Browser hijackers, or simply hijackers, are a type of malware created for the purpose of modifying Internet browser settings without the user’s knowledge or consent. Typically, hijackers change the homepage and default search settings. However, some are known to inject advertisements—thus, they are qualified to be called adware, automatically redirecting users to potentially malicious destinations when they visit certain sites, and sometimes making drastic changes to the affected system. Some hijackers also contain keyloggers, which are capable of recording user keystrokes to gather potentially valuable information they enter into websites, such as account credentials.
It is believed that browser hijackers may have originated from a group of software companies in Tel Aviv, Israel, called Download Valley, which produce software that monetizes free software. Some of the software these companies produce are adware, spyware, and hijackers.
Common infection method
The majority of hijackers come in the form of toolbars that are bundled with free software and served in third-party sites. At times, they arrive on systems via embedded code within the visited site, pop-up or pop-under ad windows, or even via malware as part of its payload. On rare occasions, they come as legitimate programs.
Some of the most popular hijackers known on the Web are the Babylon Toolbar, Conduit Search or Search Protect, CoolWebSearch, SourceForge Installer, OneWebSearch, Snap.do, and Sweet Page.
Browser hijackers can be fairly easy to remove. Installing and running antivirus or anti-malware software on the user’s affected system can automatically delete all associated files and modifications on the registry.
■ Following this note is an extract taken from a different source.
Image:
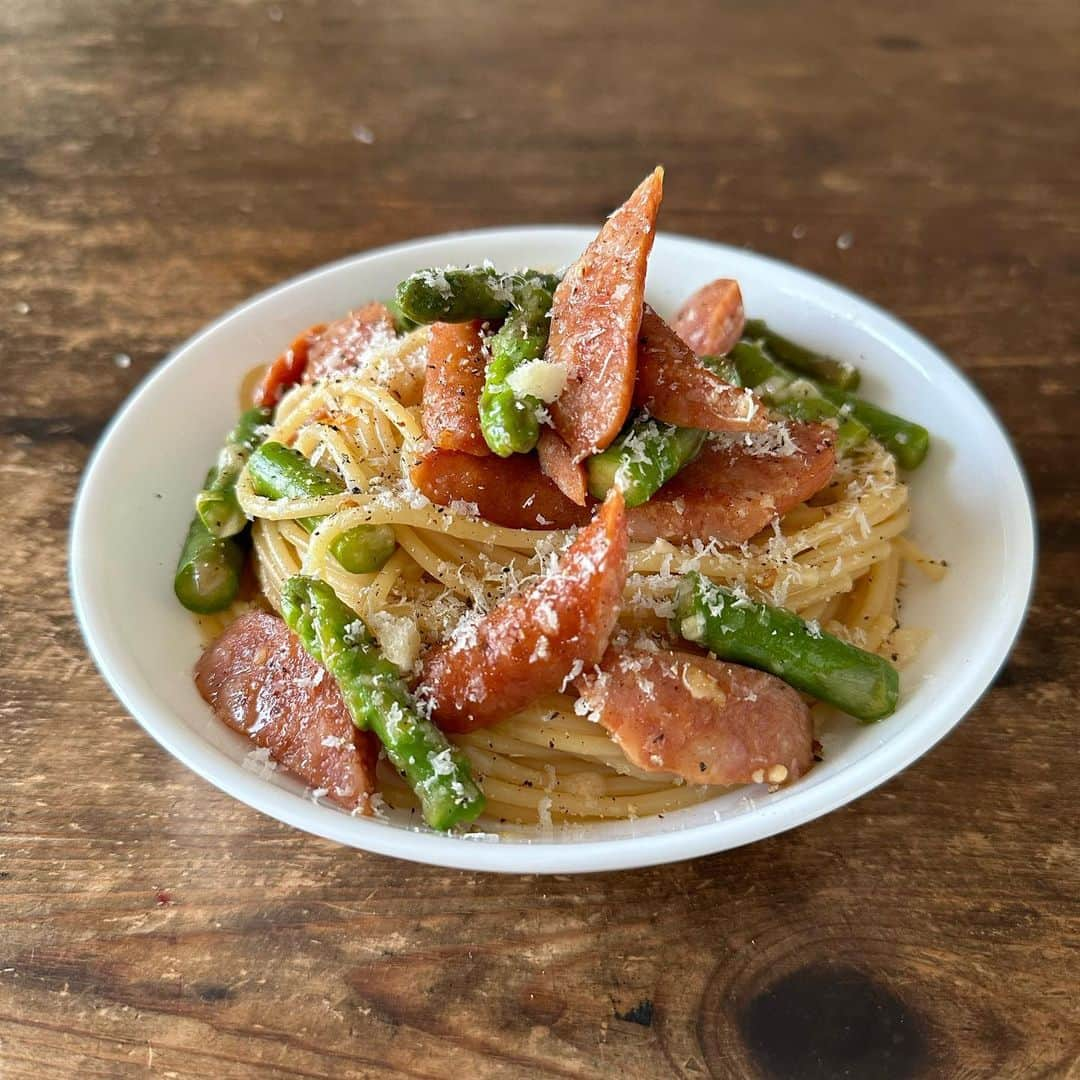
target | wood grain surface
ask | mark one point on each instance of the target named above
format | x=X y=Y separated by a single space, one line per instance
x=161 y=162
Automated tools are usually used to counter persistent hijackers; however, for other variants that typically only handle browser settings, users can manually re-customize themselves. Making manual repairs to the affected system is not recommended for regular users, as risks are associated to tinkering with the system registry and HOSTS file.
Some browser hijackers are programmed to make certain modifications beyond the browsers, like changing entries on the registry. Doing so allows it to persistently remain on the system it is affecting, and removing it will be a challenge. Hijackers can also cause instability on systems and severely disrupt user experience, especially when they bombard users with ads and redirect users to sites they would not normally visit themselves.
Keeping all installed software updated plays a role in the preventing browser hijackers from getting installed. It also pays to be attentive in the installation process of certain software downloaded from third-party sites. Most hijackers (and bundled software in general) require user permission before they can install themselves. However, the current trend is that full installation of the desired program and its extra programs take place, whether users explicitly opt out or not.